SPECIFICS FOR THE CURE OF INEBRIETY.

By T. D. CROTHERS. M. D.

WHEN any great truth begins to receive public recognition it is always first welcomed by the credulous and visionary enthusiast, who surrounds it with the most extravagant expectations. This brings out the charlatan and empiric who studies to turn all such facts and conditions to his own personal profit. In this way the credulity of the one and the charlatanism of the other envelop the truth with a confusion and mystery that often conceal it for a long time. Only the student and the scientist realize that behind this glamour and illusion there is a uniform evolutionary movement along different lines from that suggested to the popular mind.

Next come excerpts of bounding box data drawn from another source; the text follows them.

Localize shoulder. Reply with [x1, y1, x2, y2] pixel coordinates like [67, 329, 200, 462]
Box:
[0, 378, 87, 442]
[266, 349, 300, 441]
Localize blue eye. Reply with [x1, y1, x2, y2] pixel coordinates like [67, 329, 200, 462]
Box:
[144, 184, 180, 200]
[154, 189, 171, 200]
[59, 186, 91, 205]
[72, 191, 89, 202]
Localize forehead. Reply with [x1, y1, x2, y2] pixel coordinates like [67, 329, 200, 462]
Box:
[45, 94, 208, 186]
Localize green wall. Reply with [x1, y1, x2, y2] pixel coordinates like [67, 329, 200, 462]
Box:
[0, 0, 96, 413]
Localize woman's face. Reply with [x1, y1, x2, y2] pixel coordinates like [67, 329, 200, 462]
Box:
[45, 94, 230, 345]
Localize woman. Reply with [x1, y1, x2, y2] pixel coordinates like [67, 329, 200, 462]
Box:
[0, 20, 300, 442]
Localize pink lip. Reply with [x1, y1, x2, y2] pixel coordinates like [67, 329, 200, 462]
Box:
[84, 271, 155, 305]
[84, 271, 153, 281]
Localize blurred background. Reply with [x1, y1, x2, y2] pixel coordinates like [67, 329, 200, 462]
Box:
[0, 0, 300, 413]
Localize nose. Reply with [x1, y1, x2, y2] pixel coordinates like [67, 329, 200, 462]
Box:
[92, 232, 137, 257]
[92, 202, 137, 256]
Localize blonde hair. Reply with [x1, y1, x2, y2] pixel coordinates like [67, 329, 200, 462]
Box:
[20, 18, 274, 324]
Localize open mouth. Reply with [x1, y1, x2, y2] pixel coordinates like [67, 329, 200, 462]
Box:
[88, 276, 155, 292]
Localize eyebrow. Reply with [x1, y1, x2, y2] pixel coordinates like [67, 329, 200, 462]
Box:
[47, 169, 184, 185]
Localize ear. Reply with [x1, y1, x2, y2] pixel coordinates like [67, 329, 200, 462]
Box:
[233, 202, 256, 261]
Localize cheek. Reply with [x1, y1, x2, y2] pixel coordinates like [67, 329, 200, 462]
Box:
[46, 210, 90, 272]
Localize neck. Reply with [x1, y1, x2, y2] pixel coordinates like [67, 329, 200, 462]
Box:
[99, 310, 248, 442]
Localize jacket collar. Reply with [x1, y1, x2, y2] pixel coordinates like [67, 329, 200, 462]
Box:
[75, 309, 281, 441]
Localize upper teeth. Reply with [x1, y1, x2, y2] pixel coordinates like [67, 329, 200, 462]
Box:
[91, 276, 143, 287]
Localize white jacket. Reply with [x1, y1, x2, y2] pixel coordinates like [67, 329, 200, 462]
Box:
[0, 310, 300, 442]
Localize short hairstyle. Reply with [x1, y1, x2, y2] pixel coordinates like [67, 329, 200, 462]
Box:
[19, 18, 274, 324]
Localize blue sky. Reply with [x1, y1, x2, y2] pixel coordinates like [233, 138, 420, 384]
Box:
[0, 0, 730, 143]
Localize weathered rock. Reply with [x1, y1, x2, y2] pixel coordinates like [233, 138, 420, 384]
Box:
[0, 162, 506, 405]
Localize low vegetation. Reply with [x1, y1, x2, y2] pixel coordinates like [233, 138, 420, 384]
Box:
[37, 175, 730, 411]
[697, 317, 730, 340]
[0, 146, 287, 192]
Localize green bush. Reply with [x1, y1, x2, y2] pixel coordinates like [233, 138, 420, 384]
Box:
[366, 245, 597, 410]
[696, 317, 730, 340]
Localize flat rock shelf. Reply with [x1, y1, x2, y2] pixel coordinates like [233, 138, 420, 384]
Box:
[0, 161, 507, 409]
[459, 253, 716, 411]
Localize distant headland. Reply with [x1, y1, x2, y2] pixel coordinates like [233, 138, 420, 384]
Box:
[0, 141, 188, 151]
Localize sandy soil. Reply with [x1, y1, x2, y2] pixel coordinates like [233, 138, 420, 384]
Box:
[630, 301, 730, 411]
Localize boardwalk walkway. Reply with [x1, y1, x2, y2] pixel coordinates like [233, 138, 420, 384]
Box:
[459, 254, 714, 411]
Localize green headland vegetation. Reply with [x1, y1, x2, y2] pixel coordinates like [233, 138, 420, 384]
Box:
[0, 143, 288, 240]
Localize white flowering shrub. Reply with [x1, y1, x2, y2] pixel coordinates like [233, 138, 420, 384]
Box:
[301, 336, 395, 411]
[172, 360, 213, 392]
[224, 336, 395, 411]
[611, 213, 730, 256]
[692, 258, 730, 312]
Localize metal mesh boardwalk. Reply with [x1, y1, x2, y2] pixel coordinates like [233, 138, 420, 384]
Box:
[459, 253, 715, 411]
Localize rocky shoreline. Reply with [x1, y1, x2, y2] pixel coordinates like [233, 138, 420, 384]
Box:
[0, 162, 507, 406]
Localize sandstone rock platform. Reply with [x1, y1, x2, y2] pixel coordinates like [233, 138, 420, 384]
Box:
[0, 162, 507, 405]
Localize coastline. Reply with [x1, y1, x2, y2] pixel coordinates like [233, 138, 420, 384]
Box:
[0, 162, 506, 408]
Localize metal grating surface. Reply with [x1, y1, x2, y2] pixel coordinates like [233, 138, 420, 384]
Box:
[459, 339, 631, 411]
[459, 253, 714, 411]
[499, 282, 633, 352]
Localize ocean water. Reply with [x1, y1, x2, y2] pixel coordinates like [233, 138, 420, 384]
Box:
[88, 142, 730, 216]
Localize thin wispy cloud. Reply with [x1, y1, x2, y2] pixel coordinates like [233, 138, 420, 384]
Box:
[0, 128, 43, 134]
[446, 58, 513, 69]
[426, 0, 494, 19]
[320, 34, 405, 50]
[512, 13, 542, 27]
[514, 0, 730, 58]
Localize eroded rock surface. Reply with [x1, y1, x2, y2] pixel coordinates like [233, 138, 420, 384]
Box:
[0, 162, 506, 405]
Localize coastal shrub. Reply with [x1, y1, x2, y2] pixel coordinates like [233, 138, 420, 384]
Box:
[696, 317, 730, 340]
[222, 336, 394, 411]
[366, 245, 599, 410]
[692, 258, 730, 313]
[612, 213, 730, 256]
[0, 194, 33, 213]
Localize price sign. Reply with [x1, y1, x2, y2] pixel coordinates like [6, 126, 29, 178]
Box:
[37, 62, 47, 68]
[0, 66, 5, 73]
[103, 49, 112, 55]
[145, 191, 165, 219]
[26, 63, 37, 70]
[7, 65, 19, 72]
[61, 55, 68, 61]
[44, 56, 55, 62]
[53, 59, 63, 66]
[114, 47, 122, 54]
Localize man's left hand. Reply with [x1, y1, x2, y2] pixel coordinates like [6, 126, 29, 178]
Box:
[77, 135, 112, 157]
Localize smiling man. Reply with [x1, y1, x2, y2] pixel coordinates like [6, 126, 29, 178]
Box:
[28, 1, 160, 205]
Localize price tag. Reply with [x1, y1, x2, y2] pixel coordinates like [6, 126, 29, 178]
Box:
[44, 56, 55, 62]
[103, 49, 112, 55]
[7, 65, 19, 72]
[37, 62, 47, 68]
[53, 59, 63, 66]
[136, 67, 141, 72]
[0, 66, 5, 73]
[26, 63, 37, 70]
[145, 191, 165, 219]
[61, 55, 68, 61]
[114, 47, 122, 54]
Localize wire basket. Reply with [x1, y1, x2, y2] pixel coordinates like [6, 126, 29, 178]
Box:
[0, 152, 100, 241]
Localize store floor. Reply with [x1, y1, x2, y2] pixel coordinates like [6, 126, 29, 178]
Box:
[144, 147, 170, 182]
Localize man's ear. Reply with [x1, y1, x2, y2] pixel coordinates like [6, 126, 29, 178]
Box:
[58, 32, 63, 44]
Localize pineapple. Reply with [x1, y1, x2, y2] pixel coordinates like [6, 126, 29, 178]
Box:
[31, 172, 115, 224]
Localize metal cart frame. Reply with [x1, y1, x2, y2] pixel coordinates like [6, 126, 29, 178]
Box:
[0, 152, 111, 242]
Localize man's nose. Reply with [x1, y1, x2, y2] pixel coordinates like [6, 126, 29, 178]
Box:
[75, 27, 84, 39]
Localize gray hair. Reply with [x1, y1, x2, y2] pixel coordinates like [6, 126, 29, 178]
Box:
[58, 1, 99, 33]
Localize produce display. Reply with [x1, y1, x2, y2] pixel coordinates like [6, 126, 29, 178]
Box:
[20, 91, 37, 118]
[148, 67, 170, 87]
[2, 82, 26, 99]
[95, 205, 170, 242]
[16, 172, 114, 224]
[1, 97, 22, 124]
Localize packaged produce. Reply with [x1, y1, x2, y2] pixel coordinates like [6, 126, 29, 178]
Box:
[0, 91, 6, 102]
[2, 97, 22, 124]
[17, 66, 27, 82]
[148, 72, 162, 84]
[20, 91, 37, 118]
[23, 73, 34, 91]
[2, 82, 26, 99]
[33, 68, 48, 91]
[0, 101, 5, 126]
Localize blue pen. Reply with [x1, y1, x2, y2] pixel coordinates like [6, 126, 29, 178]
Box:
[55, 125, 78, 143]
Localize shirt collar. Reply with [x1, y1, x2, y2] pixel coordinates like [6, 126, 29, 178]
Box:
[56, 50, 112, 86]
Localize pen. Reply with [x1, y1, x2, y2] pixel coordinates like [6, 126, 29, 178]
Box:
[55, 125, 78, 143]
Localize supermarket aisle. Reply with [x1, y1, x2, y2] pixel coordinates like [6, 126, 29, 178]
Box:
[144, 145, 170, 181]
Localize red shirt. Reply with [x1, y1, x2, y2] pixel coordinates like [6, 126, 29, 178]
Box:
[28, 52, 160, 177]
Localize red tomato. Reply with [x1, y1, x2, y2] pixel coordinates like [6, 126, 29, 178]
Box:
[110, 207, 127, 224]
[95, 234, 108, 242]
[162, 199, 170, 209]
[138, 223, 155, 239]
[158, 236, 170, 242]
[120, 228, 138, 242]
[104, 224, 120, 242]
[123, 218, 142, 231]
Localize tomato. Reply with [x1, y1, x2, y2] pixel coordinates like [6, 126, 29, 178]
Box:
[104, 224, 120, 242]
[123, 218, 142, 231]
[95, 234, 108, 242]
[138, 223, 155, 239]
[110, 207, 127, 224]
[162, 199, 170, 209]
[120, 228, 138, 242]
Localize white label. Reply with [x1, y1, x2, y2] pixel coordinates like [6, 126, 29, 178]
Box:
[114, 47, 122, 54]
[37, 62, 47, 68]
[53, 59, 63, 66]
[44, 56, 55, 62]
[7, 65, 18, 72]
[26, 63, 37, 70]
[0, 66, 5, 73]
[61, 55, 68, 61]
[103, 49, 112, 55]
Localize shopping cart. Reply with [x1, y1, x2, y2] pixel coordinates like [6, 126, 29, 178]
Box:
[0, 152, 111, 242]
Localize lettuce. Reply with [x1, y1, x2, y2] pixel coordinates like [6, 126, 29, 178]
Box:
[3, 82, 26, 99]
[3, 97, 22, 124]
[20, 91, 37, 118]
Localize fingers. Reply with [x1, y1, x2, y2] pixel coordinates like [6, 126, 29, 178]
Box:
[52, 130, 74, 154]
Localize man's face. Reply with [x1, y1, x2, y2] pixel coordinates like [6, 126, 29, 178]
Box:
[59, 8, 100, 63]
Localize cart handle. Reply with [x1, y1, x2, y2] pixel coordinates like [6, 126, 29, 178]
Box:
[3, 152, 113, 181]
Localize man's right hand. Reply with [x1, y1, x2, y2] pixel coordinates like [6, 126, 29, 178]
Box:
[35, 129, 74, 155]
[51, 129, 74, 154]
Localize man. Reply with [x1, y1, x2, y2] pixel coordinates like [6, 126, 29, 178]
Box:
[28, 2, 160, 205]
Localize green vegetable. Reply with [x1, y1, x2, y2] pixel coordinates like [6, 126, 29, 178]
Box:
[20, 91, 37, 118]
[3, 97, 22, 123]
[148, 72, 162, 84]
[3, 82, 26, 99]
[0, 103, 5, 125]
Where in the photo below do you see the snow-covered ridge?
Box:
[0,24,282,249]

The growth of truth may be compared to that of plants—first seen in the seed, then the stalk, the shrub, and finally the tree, always following a distinct and fixed line of march through separate periods and stages. The first stage is that of indifference, neglect, and denial. Then follows the credulous period, in which the truth is partially recognized and accepted, with extravagant conceptions, associated with wild empirical efforts to incorporate it into practical life. Finally, the truth is fully understood, studied, and accepted, and becomes a part of the world's great possessions. This is the natural history of every new fact of science and every new discovery concerning the evolution of humanity. Often these stages extend over long periods of time and are unrecognized except by a few persons; or they follow each other rapidly, but always along the same lines.

The dawning truth that the drink evil is a disease, and curable as other diseases are, has passed the first period of neglect, indifference, and denial, and has come to the second stage of partial recognition and acceptance. The same army of the credulous, the enthusiasts, and marvel-hunters are welcoming this fact, and the same wild expectations of its practical possibilities fill the air. This is followed by the same old charlatanism and empiric efforts to make personal profit out of these truths by the use of the same old quackish means and methods.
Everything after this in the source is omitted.